Classification accuracy is typically not enough information to evaluate the performance of the model. To evaluate the robustness of a model, more performance measures are needed. The area under the curve (AUC) of the receiver operating characteristic (ROC) curve measures the performance of the markers with the total sum of performance at all thresholds. Based on the diversity of populations and the characteristics of SNP markers that should be evaluated with a limited number of samples, it would be more reliable to compare all the performance that the set could have, rather than looking for the best accuracy it could have, with expectations for performance for various unknown samples. In this reason, we further analyzed the performance of the model in the Hanyang Bae RA cohort using AUC according to the standard method as follows:

$$ \mathrm{AUC}=\frac{\sum Rank(pos)-\# pos\times \left(\# pos+1\right)/2}{\# pos+\# neg} $$

Where ∑Rank(pos) means the sum of the ranks of all positively classified examples, #pos means the number of positive examples in the dataset, and #neg means the number of negative examples in the dataset.

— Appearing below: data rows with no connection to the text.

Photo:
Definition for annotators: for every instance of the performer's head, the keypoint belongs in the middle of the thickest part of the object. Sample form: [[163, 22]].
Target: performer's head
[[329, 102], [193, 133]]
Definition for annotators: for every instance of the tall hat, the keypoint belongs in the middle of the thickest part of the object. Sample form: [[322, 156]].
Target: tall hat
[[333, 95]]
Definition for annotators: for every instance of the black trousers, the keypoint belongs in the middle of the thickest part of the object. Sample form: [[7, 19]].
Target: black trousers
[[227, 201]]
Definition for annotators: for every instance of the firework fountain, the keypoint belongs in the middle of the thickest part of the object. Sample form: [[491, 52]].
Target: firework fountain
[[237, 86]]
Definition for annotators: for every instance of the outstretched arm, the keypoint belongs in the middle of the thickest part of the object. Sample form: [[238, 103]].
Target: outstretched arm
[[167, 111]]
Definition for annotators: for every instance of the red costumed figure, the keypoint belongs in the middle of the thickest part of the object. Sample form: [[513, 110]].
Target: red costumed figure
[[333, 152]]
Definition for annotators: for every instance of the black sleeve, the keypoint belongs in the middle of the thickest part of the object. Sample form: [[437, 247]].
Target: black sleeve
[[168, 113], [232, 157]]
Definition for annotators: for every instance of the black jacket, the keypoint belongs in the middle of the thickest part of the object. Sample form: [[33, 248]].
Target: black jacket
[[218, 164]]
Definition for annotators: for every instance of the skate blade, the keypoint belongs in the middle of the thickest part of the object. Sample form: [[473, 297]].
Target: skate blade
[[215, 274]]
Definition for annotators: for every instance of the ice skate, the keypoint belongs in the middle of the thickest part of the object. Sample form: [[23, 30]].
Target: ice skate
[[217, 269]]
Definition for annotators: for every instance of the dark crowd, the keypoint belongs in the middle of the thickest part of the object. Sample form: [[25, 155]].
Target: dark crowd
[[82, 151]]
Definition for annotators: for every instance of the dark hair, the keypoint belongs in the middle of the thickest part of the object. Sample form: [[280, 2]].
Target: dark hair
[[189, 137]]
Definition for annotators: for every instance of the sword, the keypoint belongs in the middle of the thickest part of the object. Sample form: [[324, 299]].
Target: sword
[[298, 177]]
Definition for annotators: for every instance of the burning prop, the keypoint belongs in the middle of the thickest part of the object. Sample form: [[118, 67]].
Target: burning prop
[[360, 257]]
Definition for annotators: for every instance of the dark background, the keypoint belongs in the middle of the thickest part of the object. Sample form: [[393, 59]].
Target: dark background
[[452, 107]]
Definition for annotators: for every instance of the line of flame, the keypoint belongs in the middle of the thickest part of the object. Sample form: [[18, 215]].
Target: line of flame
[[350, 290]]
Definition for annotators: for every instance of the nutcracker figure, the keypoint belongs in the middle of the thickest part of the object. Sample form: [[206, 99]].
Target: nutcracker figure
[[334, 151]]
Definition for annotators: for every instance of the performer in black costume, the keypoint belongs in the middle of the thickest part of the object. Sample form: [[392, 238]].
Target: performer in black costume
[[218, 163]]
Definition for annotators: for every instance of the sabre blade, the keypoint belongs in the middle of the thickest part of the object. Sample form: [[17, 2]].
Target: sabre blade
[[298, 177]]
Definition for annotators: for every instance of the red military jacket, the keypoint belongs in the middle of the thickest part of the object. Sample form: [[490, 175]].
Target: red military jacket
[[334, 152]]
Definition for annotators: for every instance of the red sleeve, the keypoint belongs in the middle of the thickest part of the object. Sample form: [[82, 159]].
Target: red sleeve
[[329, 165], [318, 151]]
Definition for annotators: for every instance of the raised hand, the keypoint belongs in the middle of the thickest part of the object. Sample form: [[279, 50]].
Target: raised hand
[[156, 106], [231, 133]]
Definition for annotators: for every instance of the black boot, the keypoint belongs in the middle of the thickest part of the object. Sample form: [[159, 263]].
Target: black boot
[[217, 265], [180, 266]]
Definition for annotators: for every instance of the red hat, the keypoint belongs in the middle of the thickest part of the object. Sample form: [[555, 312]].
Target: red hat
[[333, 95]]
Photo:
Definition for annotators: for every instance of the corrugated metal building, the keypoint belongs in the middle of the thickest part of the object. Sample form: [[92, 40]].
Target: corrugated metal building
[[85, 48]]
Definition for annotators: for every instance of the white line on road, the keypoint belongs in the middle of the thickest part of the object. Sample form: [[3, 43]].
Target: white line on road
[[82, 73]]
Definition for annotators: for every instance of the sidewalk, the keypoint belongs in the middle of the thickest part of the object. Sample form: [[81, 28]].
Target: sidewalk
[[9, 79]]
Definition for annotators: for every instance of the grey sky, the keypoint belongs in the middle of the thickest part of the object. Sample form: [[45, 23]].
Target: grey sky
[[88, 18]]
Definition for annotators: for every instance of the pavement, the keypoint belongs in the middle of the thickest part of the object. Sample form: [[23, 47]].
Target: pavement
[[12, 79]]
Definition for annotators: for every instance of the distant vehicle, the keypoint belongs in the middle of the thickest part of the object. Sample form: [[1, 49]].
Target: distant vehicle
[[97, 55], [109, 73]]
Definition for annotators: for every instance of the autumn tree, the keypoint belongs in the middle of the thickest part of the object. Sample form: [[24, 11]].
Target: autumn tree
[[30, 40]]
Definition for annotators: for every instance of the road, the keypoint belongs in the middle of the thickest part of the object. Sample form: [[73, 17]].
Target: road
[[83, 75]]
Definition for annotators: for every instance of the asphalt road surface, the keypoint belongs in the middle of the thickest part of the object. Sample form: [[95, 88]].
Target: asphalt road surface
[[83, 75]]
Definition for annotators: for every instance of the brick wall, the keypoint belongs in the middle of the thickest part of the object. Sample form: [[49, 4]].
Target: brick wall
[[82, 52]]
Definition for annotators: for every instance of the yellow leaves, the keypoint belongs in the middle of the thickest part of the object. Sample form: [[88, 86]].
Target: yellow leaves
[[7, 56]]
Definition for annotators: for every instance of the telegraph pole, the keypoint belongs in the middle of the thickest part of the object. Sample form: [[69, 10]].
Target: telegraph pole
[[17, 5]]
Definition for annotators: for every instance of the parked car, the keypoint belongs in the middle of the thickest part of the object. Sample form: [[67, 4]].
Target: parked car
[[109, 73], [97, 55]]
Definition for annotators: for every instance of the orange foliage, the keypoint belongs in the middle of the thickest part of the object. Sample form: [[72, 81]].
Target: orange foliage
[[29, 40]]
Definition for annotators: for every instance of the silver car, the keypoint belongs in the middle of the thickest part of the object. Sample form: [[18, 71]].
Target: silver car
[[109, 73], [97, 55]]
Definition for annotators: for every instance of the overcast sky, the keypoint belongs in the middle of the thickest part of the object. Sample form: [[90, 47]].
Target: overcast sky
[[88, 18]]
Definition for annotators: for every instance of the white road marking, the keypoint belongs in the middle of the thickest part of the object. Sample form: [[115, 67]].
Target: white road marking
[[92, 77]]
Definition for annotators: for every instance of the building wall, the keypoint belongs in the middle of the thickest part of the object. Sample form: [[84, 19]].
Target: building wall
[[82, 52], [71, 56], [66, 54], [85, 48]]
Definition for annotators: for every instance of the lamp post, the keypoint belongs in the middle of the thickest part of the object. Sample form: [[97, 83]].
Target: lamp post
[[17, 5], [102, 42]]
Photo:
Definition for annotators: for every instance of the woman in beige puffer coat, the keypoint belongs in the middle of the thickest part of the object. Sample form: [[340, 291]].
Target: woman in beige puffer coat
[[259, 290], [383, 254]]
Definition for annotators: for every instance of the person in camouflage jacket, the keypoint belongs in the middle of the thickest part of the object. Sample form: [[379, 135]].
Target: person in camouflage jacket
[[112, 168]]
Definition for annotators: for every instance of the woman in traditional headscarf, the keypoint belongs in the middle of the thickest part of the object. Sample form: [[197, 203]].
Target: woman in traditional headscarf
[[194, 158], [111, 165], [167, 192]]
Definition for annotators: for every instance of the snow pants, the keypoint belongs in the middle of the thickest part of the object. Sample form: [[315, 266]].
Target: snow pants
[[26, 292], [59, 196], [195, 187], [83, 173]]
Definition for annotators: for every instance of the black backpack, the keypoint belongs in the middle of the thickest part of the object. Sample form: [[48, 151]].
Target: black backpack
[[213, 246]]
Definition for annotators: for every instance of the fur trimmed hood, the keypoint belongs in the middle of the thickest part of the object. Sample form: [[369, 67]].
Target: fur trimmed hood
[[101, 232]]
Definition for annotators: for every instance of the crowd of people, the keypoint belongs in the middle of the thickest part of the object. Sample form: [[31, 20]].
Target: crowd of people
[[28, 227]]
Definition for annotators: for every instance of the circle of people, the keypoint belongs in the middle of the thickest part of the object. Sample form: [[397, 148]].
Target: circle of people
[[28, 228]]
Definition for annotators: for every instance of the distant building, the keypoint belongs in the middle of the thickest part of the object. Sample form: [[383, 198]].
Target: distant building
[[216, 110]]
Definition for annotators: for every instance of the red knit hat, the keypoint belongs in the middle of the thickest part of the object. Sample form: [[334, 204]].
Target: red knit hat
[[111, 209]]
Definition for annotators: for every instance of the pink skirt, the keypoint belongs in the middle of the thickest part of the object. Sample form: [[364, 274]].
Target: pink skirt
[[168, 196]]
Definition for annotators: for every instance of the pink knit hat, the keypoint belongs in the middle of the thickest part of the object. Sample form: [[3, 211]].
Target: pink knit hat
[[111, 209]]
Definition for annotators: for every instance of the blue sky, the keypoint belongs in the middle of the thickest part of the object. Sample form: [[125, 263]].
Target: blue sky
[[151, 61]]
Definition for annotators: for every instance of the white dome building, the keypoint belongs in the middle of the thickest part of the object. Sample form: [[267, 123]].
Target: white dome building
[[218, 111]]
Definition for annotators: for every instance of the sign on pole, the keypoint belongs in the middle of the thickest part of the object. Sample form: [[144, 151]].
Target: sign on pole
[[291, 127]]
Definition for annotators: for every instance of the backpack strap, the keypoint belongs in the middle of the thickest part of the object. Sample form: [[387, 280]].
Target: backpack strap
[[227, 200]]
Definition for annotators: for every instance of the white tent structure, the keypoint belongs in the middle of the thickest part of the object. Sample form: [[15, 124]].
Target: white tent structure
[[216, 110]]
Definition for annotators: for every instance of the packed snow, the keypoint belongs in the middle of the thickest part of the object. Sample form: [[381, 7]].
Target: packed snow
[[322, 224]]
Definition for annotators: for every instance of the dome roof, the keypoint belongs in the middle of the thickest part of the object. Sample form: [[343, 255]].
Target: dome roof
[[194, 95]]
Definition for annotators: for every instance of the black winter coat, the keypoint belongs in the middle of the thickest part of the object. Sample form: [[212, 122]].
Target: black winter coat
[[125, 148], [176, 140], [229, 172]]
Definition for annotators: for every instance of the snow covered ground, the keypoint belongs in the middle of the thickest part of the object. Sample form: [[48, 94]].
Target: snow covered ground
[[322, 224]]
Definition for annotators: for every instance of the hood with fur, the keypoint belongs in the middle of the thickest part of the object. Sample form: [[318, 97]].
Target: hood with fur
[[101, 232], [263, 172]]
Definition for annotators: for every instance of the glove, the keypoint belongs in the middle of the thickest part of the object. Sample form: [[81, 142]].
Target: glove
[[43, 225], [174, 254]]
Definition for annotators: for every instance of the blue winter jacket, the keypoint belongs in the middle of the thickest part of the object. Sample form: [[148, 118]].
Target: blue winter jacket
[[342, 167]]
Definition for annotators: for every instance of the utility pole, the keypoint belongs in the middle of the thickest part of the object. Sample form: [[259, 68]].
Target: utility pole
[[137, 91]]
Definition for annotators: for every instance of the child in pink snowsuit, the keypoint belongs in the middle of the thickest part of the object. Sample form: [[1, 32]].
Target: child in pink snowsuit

Findings of GWAS for radiographic progression in Korean RA patients

After quality control, a total of 1,343,748 SNPs were available for comparison in 118 patients with no progression [age 49.5 ± 11.8 (mean ± standard deviation), female = 83.9%] and 120 patients with severe progression [age 47.7 ± 12.6, female = 85.0%] (Additional file 1: Table S1). In the single association analysis, none of the SNPs reached the significance threshold after Bonferroni correction. The SNPs with p <1.0 × 10-3 and their related genes are listed in Additional file 1: Table S2.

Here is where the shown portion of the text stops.